= Translation of Han dynasty titles =

Translation of Han dynasty government titles into English

The translation of Han dynasty government titles into English varies within the academic community. This page is a reference to compare renderings of Chinese official titles by different sinologists.

== History ==
The first specialist reference for the English renderings of Chinese official titles was written in 1878 by a British legate to the Chinese government in Beijing, William Frederick Mayers. The most common terms used today in translation of official titles date back to Homer H. Dubs's translation of the Book of Han and Book of the Later Han from 1938 to 1955.

Dubs's translation lacked a published glossary of titles, but a list of titles used by Dubs was compiled by Rafe de Crespigny and published in 1967. In the interim, Wang Yuquan (王毓銓) published An Outline of the Central Government of the Former Han Dynasty in 1949. The next major systematising work on Han dynasty government was The Bureaucracy of Han Times written by Hans Bielenstein in 1980, drawing upon Dubs's and de Crespigny's work as its major source of translation for titles.

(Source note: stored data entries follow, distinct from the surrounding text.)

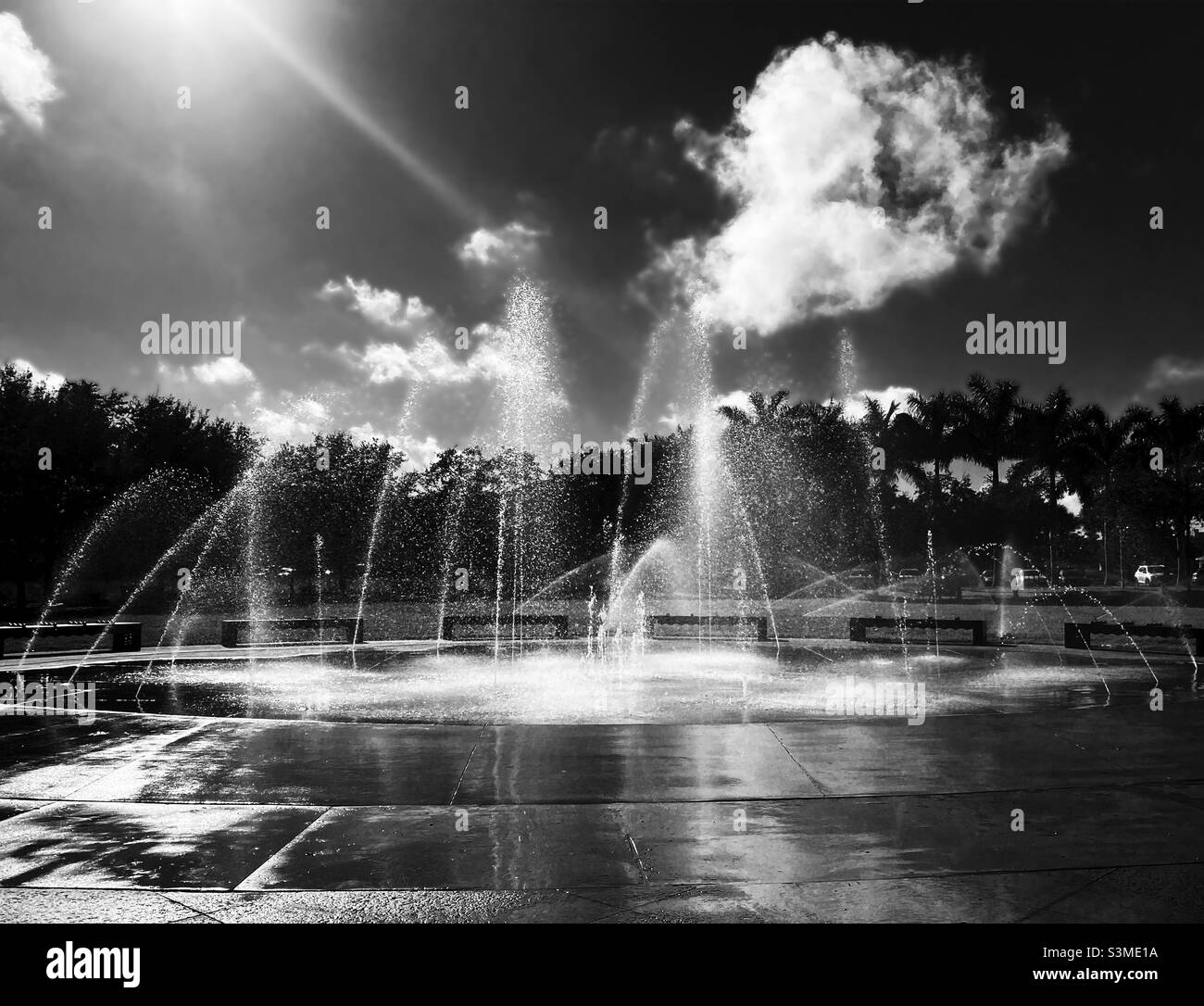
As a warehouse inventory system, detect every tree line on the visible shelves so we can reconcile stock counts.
[0,365,1204,608]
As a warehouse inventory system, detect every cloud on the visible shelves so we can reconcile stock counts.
[193,357,256,384]
[843,384,918,420]
[336,324,509,385]
[457,220,545,269]
[12,360,67,392]
[651,35,1069,333]
[0,13,61,132]
[250,397,333,446]
[321,276,434,329]
[1145,356,1204,392]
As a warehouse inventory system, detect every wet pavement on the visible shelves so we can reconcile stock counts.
[0,646,1204,923]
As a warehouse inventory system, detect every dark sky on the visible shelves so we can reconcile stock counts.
[0,0,1204,465]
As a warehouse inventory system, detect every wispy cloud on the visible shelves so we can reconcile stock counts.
[1145,356,1204,392]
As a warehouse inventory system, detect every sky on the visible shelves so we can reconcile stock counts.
[0,0,1204,472]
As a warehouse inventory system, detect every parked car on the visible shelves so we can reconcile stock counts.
[844,571,878,590]
[1010,566,1050,590]
[1133,565,1167,586]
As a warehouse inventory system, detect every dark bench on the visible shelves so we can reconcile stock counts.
[221,618,364,648]
[0,622,142,657]
[443,614,569,640]
[647,614,770,642]
[1062,622,1204,653]
[849,616,986,646]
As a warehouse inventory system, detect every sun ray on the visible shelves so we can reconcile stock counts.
[224,0,476,224]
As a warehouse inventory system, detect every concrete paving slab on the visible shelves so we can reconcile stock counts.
[621,789,1204,883]
[1023,864,1204,924]
[240,805,641,890]
[0,717,211,800]
[457,723,820,805]
[0,887,207,925]
[173,890,614,924]
[0,803,320,888]
[0,800,45,821]
[64,721,481,806]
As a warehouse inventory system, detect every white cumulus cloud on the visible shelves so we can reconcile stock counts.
[654,35,1069,333]
[321,276,434,329]
[12,360,67,392]
[457,220,543,266]
[0,13,60,132]
[193,357,256,384]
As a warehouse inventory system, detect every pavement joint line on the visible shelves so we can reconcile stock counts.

In 1985, Charles Hucker completed his Dictionary of Official Titles of Imperial China, a collection of nearly 8,300 titles and government offices and associated translations for every dynasty from the Zhou to the Qing, the most complete specialist literature of its type. During the 1980s and 1990s another list of proposed translation for Han dynasty titles was circulating in the University of Washington, where Jack Dull headed the Han Dynasty Project. Long after Dull's death, this list was made available as part of his collection of unpublished papers, available online from University of Oregon. Dull's list of Official Titles of the Han Dynasty also mainly follows Dubs.

Two comprehensive biographical dictionaries have also added to these reference aids: Michael Loewe's 2000 Biographical Dictionary of Qin, Former Han, and Xin Periods, and Rafe de Crespigny's 2007 Biographical Dictionary of Later Han to the Three Kingdoms, both published by Brill and intended to complement each other. De Crespigny's translation of titles mainly follow Dubs with some alterations, whereas Loewe's tend to be his own original renderings.

In 2007 Rafe de Crespigny published online a collection of his papers, among them An Outline of the Military Organisation of the Later Han Empire and An Outline of the Civil Administration of the Later Han Empire. Each of these include an appendix listing a number of titles along with the translation de Crespigny has adopted, which he calls "slightly modified, varying from the system established by H.H. Dubs...".

== Schema for Han dynasty titles ==

=== The Dubs school ===
The Dubs school of title translation has the longest pedigree of any schema for title translation and has broad acceptance in the scholarly community, but it was not built on any unifying principles and changed erratically during Dubs's lifetime. It is now mainly represented by the works of Bielenstein, de Crespigny, and Dull, all of whom made their own minor alterations while trying to remain mostly in the Dubs framework.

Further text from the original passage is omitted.